On Friday, hundreds of thousands of young people—and maybe a few adults as well—skipped out on what they were supposed to be doing for a Global Climate Strike. And whether we agree with their goals, which can seem unfocused and unrealistic at times, we need to pay attention because the stock market is listening.
In a report released this past week, Deutsche Bank quantified just how much climate change matters. According to its research, stocks that reported positive climate-change news outperformed the
MSCI World Index
by 0.8 percentage point a year over the 12-year period for which the bank has data. The companies with negative climate change news, on the other hand, underperformed by 0.3 percentage point.
Companies with improving climate headlines do even better, outperforming the MSCI World Index by 1.4 percentage points. The Deutsche Bank team’s conclusion: “Small climate change news makes a big difference.”

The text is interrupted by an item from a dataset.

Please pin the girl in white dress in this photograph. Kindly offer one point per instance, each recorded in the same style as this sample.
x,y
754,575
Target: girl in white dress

Sector and overall direction also have an impact on how stocks respond to climate-change news. The stocks that are most impacted by company-specific climate-change news aren’t from sectors like energy, materials, and utilities, but technology, consumer staples, and health care instead. Investors also tend to ignore negative climate-change news when markets are heading lower—perhaps because they have more immediate worries.
“[Equity] investors are more sensitive to negative corporate environmental news when times are good, but are less discerning when the wider market is experiencing turbulence,” the authors observe.
Still, the impact of climate-change news on the market should continue to grow as more money is dedicated to environmental, social, and governance, or ESG, investing. “It seems certain that positive and negative share price effect…will amplify themselves in the future,” Deutsche Bank argues.
Wall Street clearly doesn’t want to be left behind (or maybe it just sees another market for its research?). Reports on climate change appear almost daily, and they touch on everything from broad sectors—Morgan Stanley’s “deep dive into decarbonization” at utilities notes that
(AES) “stand out across our North American Utilities coverage”—to narrower notes, such as Jefferies’ observation that “global climate change presents the [property and casualty insurance] sector with material increases in risk.”
In the Trader column, results are all that matter. That’s why we pay attention to all the different ways investors are trying to get an edge in the market—from buying cheap stocks to buying fast-growing ones, and from buying momentum stocks to making contrarian bets, it’s all fair game. Now, the market is telling us that climate change matters. We can either listen—or just wait for the next bear market.